I could watch her forever.

  A MONTH OR SO AFTER MY first Gay Women’s Liberation meeting, Kate and I both proclaimed ourselves lesbians. Neither of us had had any kind of sex with a woman, but that didn’t stop us, now that our nineteen-year-old bravado was filled with women-identified lingo.

  The meetings began breaking into small discussion groups halfway through each session so that women could develop a stronger connection and share more. Kate and I joined a group of eight who were to become an ongoing unit. Both of us were vocal in our opinions. On the topic of coming out, we declared that women should deal very directly with parents and straight friends, something neither of us had yet done. When, after a few weeks, relationships and sexual experiences became the topic, we both had to admit we’d never had any. “What!” several members burst out. Group discussion grew heated: Was a woman a lesbian just because she said so, even if she’d never slept with another woman? Did we get to stay? Two women said they felt unsafe. I burned with embarrassment and I longed to slip out of the room. But by meeting’s end, votes for inclusiveness prevailed.
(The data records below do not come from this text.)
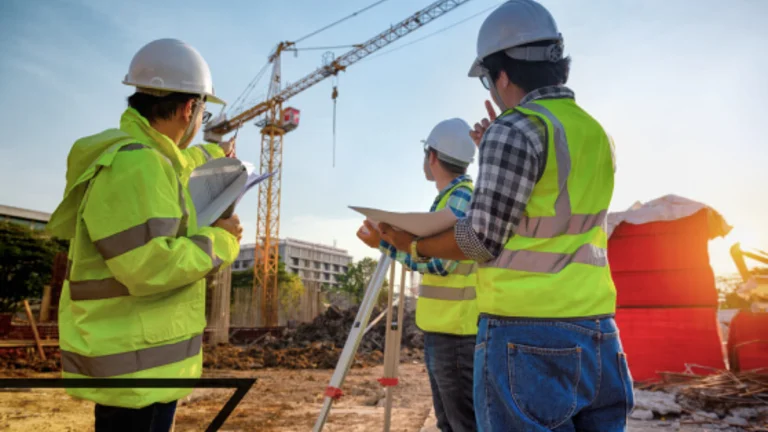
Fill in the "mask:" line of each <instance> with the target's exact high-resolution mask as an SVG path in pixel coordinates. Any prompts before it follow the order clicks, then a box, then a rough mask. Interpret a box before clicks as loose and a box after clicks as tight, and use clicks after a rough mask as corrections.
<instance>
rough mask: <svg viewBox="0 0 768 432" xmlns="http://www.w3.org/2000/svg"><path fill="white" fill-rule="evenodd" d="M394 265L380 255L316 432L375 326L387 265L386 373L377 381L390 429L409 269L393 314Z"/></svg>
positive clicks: (389, 427)
mask: <svg viewBox="0 0 768 432" xmlns="http://www.w3.org/2000/svg"><path fill="white" fill-rule="evenodd" d="M395 264H396V262H395V261H393V260H392V259H391V258H390V257H389V256H388V255H387V254H384V253H382V254H381V258H379V263H378V265H377V266H376V271H374V273H373V276H372V277H371V280H370V281H369V282H368V287H367V288H366V290H365V296H364V297H363V301H362V302H361V303H360V308H359V309H358V310H357V315H356V316H355V321H354V323H353V324H352V329H350V331H349V335H348V336H347V341H346V342H345V343H344V349H343V350H342V351H341V357H339V362H338V363H336V369H334V371H333V376H332V377H331V381H330V383H329V384H328V387H326V389H325V398H324V400H323V408H322V409H321V411H320V415H319V416H318V418H317V421H316V422H315V427H314V429H313V431H314V432H320V431H321V430H322V429H323V426H324V425H325V421H326V419H327V418H328V414H329V413H330V411H331V405H332V404H333V402H334V401H336V400H338V399H339V398H341V396H342V391H341V386H342V384H344V378H346V376H347V372H349V368H350V367H351V366H352V362H353V361H354V359H355V353H356V352H357V348H358V346H359V345H360V341H361V340H362V339H363V336H365V333H366V332H368V330H370V328H371V327H372V326H373V324H372V325H371V327H368V321H369V320H370V318H371V313H372V312H373V307H374V306H375V305H376V301H377V299H378V298H379V292H380V291H381V287H382V285H383V284H384V277H385V276H386V273H387V267H389V268H390V276H389V280H390V281H392V283H391V284H390V289H389V292H388V295H387V310H386V314H387V321H386V322H387V330H386V334H385V339H384V376H383V377H381V378H379V380H378V381H379V383H381V385H382V386H383V387H384V388H385V389H386V399H385V405H384V431H385V432H388V431H389V428H390V423H391V418H392V388H393V387H394V386H396V385H397V383H398V379H397V369H398V365H399V364H400V342H401V340H402V335H403V314H404V310H405V309H404V307H405V274H406V271H410V270H408V269H406V268H405V266H403V267H402V269H401V271H400V293H399V299H398V303H397V316H393V312H394V311H393V301H394V291H395V285H394V280H395Z"/></svg>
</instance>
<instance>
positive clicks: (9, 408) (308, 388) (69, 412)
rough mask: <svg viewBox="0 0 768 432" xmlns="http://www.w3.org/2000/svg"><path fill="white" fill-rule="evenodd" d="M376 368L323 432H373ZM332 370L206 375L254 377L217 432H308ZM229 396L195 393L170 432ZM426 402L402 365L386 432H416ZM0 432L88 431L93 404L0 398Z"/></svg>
mask: <svg viewBox="0 0 768 432" xmlns="http://www.w3.org/2000/svg"><path fill="white" fill-rule="evenodd" d="M382 372H383V368H382V367H381V366H377V367H372V368H364V369H353V370H351V371H350V372H349V374H348V375H347V380H346V382H345V384H344V393H345V396H344V397H342V399H341V400H340V401H339V402H337V403H335V404H334V406H333V408H332V409H331V415H330V416H329V419H328V421H327V422H326V427H325V429H324V430H325V431H327V432H341V431H349V432H357V431H371V430H380V429H381V428H382V426H383V421H384V408H383V398H384V390H383V389H382V387H381V385H380V384H379V383H378V382H377V381H376V379H377V378H380V377H381V375H382ZM332 373H333V371H332V370H282V369H262V370H258V371H253V372H248V371H226V370H216V371H208V372H206V376H207V377H255V378H257V381H256V383H255V384H254V386H253V387H252V388H251V390H250V392H248V394H247V395H246V396H245V398H244V399H243V401H241V402H240V404H239V405H238V407H237V409H235V411H234V412H233V413H232V414H231V415H230V417H229V419H228V420H227V422H226V423H225V424H224V426H223V427H222V428H221V429H220V430H221V431H222V432H223V431H265V432H266V431H269V432H277V431H281V432H282V431H301V432H305V431H309V430H312V427H313V425H314V423H315V420H316V419H317V416H318V414H319V412H320V408H321V405H322V401H323V391H324V390H325V387H326V386H327V385H328V381H329V379H330V377H331V374H332ZM24 375H26V376H29V377H41V378H42V377H48V378H53V377H56V376H57V374H55V373H48V374H44V373H34V374H20V373H14V374H13V377H20V376H24ZM233 391H234V390H225V389H222V390H218V389H197V390H195V391H194V393H192V395H190V397H189V398H187V399H186V400H183V401H181V402H180V404H179V408H178V411H177V416H176V428H175V432H185V431H202V430H205V428H206V427H207V426H208V424H209V423H210V422H211V420H213V418H214V417H215V416H216V413H218V411H219V410H220V409H221V407H222V406H223V405H224V403H225V402H226V400H227V399H228V398H229V396H230V395H231V394H232V392H233ZM431 404H432V399H431V394H430V390H429V382H428V380H427V374H426V371H425V369H424V365H423V364H421V363H419V364H401V365H400V384H399V385H398V386H397V387H396V388H395V390H394V403H393V407H394V408H393V411H392V428H391V430H392V431H393V432H395V431H400V432H406V431H407V432H411V431H414V432H418V431H419V430H420V429H421V426H422V425H423V424H424V420H425V419H426V418H427V416H428V415H429V411H430V408H431ZM0 430H3V431H14V432H15V431H19V432H21V431H25V432H27V431H35V432H64V431H72V432H74V431H77V432H80V431H92V430H93V404H92V403H90V402H86V401H81V400H75V399H73V398H71V397H69V396H68V395H67V394H66V393H64V391H63V390H54V389H40V390H29V391H13V392H9V391H0Z"/></svg>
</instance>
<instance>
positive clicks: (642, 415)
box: [629, 409, 653, 420]
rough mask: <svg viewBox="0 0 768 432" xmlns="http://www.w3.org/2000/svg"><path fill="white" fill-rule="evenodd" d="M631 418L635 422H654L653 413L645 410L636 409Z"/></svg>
mask: <svg viewBox="0 0 768 432" xmlns="http://www.w3.org/2000/svg"><path fill="white" fill-rule="evenodd" d="M629 416H630V417H631V418H633V419H635V420H653V412H652V411H648V410H644V409H635V410H634V411H632V414H630V415H629Z"/></svg>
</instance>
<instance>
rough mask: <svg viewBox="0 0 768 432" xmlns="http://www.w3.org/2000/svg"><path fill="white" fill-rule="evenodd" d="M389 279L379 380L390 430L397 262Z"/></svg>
mask: <svg viewBox="0 0 768 432" xmlns="http://www.w3.org/2000/svg"><path fill="white" fill-rule="evenodd" d="M389 280H390V281H391V284H390V287H389V293H388V295H387V330H386V333H385V339H384V377H383V378H382V379H380V380H379V382H380V383H381V385H383V386H384V387H385V389H386V390H385V391H386V397H385V399H384V431H385V432H389V428H390V426H391V424H390V422H391V420H392V386H393V385H395V383H394V382H393V378H395V377H396V375H395V368H396V366H397V365H395V362H394V354H395V351H397V346H396V345H395V343H396V342H397V337H396V335H395V331H396V329H394V328H393V324H395V322H394V321H392V302H393V300H394V299H393V297H394V293H395V263H394V262H393V263H392V268H391V270H390V272H389ZM395 325H396V324H395Z"/></svg>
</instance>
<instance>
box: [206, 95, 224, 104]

  IT WAS A RELIEF WHEN AN attic suite became available and Kate and I could move out of the ornate master bedroom. The plainer room felt more fitting, with its sloped ceiling and bare wood walls and floor. Kate slept in the large main room, and I had my own turret alcove jutting out from one corner. With curved windows all around, the turret was like a bird’s aerie perched above San Francisco Bay. I loved that tiny space. Sleeping on my twin mattress on the floor, I felt wrapped in my own magical nest.